When Laurel Heights was home to the Fireman’s Fund Insurance Co., the 10-acre site at the crest of California Street was landscaped by a full-time team of gardeners. But since late 1993, when UCSF began occupying the facility, its trees, shrubbery and flower patches have been manicured mainly through the efforts of one man.

The skills of landscaper Adrian Field, who often works before sunrise, have not gone unnoticed. Laurel Heights last year received the Environmental Improvement Award of Distinction from the Associated Landscape Contractors of America, a trade association representing roughly 1,500 landscape contracting firms throughout the US and Canada, for “promoting, protecting and preserving the heritage of beauty for all future generations.” The campus has also received the San Francisco Beautiful Award, which recognizes the “creation and preservation of beauty of San Francisco.”

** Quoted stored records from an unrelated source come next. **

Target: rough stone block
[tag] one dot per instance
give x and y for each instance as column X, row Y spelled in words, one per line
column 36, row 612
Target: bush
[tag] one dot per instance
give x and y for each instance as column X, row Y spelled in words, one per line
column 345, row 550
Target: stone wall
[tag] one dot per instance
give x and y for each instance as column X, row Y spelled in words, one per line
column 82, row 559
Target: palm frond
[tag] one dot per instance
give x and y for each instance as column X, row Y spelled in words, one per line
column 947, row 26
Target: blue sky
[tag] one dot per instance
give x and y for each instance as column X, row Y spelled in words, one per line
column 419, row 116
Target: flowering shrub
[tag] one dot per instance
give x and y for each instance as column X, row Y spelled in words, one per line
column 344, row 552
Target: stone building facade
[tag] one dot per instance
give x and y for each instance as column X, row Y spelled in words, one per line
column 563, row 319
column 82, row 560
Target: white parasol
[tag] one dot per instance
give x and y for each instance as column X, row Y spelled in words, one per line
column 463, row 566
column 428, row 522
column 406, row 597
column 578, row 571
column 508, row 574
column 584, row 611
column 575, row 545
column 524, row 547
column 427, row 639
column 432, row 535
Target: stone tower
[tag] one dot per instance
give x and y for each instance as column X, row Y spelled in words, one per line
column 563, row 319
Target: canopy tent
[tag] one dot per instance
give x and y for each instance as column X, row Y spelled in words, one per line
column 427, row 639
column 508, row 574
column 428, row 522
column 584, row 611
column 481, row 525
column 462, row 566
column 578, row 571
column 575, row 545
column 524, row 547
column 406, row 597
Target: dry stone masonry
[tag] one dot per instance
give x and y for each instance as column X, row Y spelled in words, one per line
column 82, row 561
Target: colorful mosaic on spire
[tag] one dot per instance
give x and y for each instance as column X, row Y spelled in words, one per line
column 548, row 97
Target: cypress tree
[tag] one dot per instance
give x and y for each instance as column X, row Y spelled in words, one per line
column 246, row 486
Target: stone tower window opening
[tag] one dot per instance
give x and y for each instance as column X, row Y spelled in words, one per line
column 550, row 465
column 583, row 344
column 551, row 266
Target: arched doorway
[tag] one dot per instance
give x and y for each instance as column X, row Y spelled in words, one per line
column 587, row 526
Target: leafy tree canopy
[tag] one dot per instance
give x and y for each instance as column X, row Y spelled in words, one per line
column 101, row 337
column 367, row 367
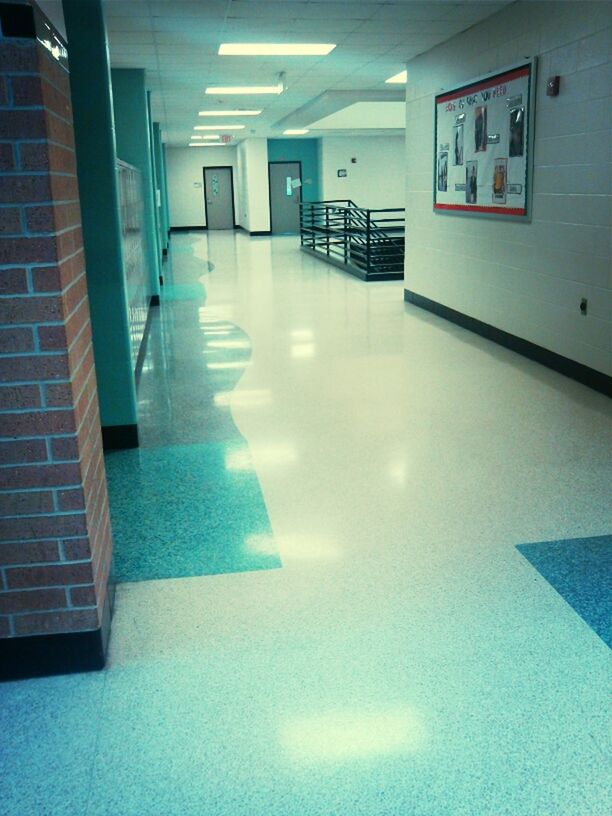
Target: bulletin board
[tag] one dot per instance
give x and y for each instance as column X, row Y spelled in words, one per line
column 483, row 134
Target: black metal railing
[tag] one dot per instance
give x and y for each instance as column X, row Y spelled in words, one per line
column 368, row 243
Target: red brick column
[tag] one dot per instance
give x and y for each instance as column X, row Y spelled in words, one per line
column 55, row 537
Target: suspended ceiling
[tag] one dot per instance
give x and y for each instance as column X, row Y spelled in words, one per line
column 176, row 42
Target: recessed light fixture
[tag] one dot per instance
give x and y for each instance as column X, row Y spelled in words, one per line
column 222, row 90
column 398, row 79
column 276, row 49
column 229, row 113
column 219, row 127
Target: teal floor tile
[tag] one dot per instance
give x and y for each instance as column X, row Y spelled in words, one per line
column 580, row 569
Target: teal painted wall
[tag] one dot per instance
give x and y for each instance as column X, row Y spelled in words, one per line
column 94, row 130
column 134, row 147
column 161, row 184
column 304, row 150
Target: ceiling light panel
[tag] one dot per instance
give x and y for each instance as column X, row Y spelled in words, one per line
column 229, row 113
column 219, row 127
column 276, row 49
column 222, row 90
column 398, row 79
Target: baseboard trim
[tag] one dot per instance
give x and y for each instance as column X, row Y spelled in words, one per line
column 563, row 365
column 119, row 437
column 64, row 653
column 254, row 233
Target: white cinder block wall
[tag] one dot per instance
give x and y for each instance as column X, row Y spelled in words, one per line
column 377, row 178
column 186, row 181
column 525, row 278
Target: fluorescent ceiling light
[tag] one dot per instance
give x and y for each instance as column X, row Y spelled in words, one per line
column 398, row 79
column 245, row 89
column 276, row 49
column 219, row 127
column 229, row 113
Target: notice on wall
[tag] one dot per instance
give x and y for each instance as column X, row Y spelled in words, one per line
column 482, row 145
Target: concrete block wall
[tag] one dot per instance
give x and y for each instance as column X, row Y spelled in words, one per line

Adrian Field and  gardeners
Adrian Field, far right, and members of the Gardener's Guild plant flowers at Laurel Heights.

Fragrant rosemary bushes, eucalyptus and Monterey cypress line the property’s California Street entrance. Marigolds, red salvia and impatiens dot the east and west perimeters, and to the south, a park-like courtyard overlooks the city’s downtown.

Laurel Heights employees often approach Field for home gardening tips. And in what is perhaps the ultimate form of flattery (and frustration), passersby can be seen picking flowers and rosemary.

“You get people borrowing things,” Field says with a smile.

Field formerly taught landscaping to developmentally disabled people at Peninsula hospital, where gardening was used as a tool to teach social and work skills.

Lately, he has been doing long-range landscape planning for Laurel Heights, whose population will grow when the Center for Social, Behavioral and Policy Studies moves into the vacant upper floors.

“Apart from that,” Field says, “it’s work, work, work, weed, weed, weed, snip, snip, snip.”